Because McCracken Kumar's "seasonal" pieces point to the fluidity of objects and perception, as well as the problem of holding such chaotic components in equilibrium, her canvases becomes containers for multiple processes in time and space. Fastidiously layered paint represents nature in all is sensual saturation and multiplicity; to point out individual processes would be impossible, because these are works that intentionally defy linear logic. In fact, past, present and future are all suspended in the same quadrant, particularly in pieces such as Birth Mandala, in which dense, seed-like forms inhabit the center, only to eddy out in to a whirlpool of shapes that gradually diminish in their singularity as they draw farther from the center. Despite the biomorphic nature of McCracken Kumar's imagery–flowers, insects, fertile wombs and foliage–such pieces insinuate the cosmic, impersonal nature of our existence. Fecund as the images in Birth Mandala are, the very composition of the piece connotes cosmic processes, many which are imperceptible. Despite the fact that McCracken Kumar's lush shapes and forms seem to beg comparisons to the natural world, dense clusters of shapes and vacant plots of space also appear to represent hidden, subtle energies–those aspects of nature that lie dormant in both space and time. McCracken Kumar's Electric Marine is a piece that accordingly evokes the wonder and mystery of forces both seen and unseen. Exquisitely diaphanous layers of color render a wave-like, moiré effect–as if the viewer is apprehending the piece while submerged underwater. This is simply one of the instances in which McCracken Kumar's penetrating eye creates the possibility of permeability across many membranes of reality.

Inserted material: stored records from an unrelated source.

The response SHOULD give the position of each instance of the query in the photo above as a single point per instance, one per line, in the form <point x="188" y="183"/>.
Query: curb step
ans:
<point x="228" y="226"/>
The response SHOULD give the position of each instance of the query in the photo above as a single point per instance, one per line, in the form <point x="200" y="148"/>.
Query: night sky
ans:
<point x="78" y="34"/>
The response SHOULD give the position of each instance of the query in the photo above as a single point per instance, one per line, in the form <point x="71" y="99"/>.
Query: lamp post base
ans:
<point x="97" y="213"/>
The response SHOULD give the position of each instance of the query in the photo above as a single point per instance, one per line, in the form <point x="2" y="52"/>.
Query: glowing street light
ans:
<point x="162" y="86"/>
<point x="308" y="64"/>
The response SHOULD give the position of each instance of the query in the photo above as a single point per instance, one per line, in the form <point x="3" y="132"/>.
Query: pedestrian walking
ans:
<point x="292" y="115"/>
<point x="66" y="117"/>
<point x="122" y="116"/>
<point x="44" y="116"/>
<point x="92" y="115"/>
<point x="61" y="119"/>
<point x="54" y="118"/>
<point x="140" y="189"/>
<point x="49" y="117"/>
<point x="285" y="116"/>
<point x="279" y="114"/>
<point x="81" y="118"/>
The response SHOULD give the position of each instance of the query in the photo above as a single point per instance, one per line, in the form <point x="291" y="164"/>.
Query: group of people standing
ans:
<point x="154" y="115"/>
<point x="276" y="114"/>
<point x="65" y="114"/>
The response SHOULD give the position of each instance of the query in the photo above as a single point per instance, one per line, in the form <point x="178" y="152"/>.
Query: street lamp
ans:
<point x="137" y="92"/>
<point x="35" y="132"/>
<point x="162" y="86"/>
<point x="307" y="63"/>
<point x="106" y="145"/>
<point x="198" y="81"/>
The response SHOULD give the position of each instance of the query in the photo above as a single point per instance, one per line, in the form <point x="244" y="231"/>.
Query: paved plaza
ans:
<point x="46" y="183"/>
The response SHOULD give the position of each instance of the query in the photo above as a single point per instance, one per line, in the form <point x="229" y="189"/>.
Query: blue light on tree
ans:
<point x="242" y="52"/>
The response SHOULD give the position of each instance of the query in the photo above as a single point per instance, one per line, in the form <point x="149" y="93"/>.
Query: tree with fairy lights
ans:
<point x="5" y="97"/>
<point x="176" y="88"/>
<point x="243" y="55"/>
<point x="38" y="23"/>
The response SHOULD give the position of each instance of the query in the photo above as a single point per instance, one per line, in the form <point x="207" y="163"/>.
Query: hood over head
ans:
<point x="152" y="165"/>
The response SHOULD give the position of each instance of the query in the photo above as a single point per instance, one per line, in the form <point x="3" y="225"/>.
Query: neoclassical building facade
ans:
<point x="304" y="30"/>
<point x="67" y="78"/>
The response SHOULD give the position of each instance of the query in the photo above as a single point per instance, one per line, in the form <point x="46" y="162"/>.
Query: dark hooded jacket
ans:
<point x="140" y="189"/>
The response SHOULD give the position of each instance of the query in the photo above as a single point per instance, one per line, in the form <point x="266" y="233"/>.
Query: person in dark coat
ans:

What is perhaps most arresting about her assembled pieces, propped up like luminous mediations on the Aftermodern walls, is that forms, diverse as they are, always circumnavigate back to the essential nature of form, and the interstices of movement and stillness that define any object. The languorous titles of McCracken Kumar's works (Quiet Ardor, Evocative Stillness, Steady Ripeness, etc.) indicate the paradoxical nature of form itself. Like traditional Buddhist art, these works arouse quiet contemplation. It takes excruciating patience and skill to simultaneously capture the stillness in motile phenomena, and the volatility and kinetic potential in stationary states; in the end, it is perhaps this juxtaposition of seeming opposites that makes McCracken Kumar's work so tantalizing and so viscerally immediate.